It was a plum assignment.
Engineers at Regulus Cyber in Israel had discovered a way to spoof GPS signals and had used the technique to trick a Tesla into running off a road in Germany. I’d pitched my editors at Bloomberg Businessweek, lined up interviews, and I was all set to start writing.
And then I remembered. I had Tesla stock in my retirement fund.
This was in the days before the stock had gone wild, and the nay-sayers still outnumbered the fans. I never thought much about those shares, hadn’t touched them in years. But I knew I had to tell my editors. I did, and they reassigned the story. And I completely supported the decision.
Why? Because of the marketing and editorial department firewall.
Avoiding Conflicts of Interest
The marketing and editorial department firewall seeks to avoid conflicts of interest by ensuring that writers and others involved in producing stories don’t profit from people or companies in those stories.
The firewall serves readers, who have a right to know the difference between paid content and real journalism, which makes every attempt to tell stories free of outside influence. That’s why, when you see paid content in a reputable news outlet, it’s prominently flagged as such, as in these examples from my own work (top and below).

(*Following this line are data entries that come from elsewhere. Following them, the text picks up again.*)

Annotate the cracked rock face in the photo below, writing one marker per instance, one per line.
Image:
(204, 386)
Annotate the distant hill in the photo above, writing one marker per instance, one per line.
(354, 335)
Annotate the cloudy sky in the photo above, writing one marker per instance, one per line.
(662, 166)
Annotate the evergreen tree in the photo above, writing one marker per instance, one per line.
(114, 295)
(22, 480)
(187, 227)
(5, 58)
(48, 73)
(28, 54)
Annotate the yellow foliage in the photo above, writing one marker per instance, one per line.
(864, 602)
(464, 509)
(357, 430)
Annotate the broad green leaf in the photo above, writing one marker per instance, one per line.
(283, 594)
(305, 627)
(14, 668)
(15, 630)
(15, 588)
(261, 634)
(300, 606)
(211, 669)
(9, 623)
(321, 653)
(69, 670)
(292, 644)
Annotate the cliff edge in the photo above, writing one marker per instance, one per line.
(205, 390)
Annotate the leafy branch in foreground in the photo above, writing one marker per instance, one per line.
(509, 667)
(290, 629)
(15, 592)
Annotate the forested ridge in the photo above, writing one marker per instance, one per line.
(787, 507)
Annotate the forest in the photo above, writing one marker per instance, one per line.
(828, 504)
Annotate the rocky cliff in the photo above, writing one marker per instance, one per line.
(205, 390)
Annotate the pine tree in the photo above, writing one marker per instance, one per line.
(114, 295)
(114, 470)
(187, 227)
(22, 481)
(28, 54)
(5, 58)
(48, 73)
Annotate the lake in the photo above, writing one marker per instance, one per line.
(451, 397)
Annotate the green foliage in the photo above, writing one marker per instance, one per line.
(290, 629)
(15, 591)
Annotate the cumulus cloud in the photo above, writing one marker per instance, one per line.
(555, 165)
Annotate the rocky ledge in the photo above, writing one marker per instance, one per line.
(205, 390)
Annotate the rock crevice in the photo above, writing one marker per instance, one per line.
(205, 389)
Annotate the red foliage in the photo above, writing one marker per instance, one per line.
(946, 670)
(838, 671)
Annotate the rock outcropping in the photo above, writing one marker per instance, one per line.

There’s nothing wrong with paid content. But representing paid content as anything other than paid content — sponsored by a brand — is disrespectful to readers, dishonest, and degrades both brands and media outlets.
Conversely to my experience with Bloomberg, I was recently approached by a marketing firm that wanted to commission an article for one of their clients, to be placed in an outlet that shall remain nameless. I accepted and happily got to work.
“What gives?” I asked my client.
“Oh, don’t worry about that,” he advised. “We do this with this publication all the time.”
“They know about it?”
I get it. News outlets can’t always afford to pay for editorial content. That’s why so many of them have beefed up their content marketing departments, to fund that essential reporting. That’s why so much of my own revenue comes from the marketing side of places like The New York Times and CIO magazine.
But at reputable organizations, these separate activities are cleanly separated by the marketing/editorial firewall. The staffs are different. The writers are different. Each works without the input of the other. That way, readers can trust that what they’re reading isn’t designed to push an agenda.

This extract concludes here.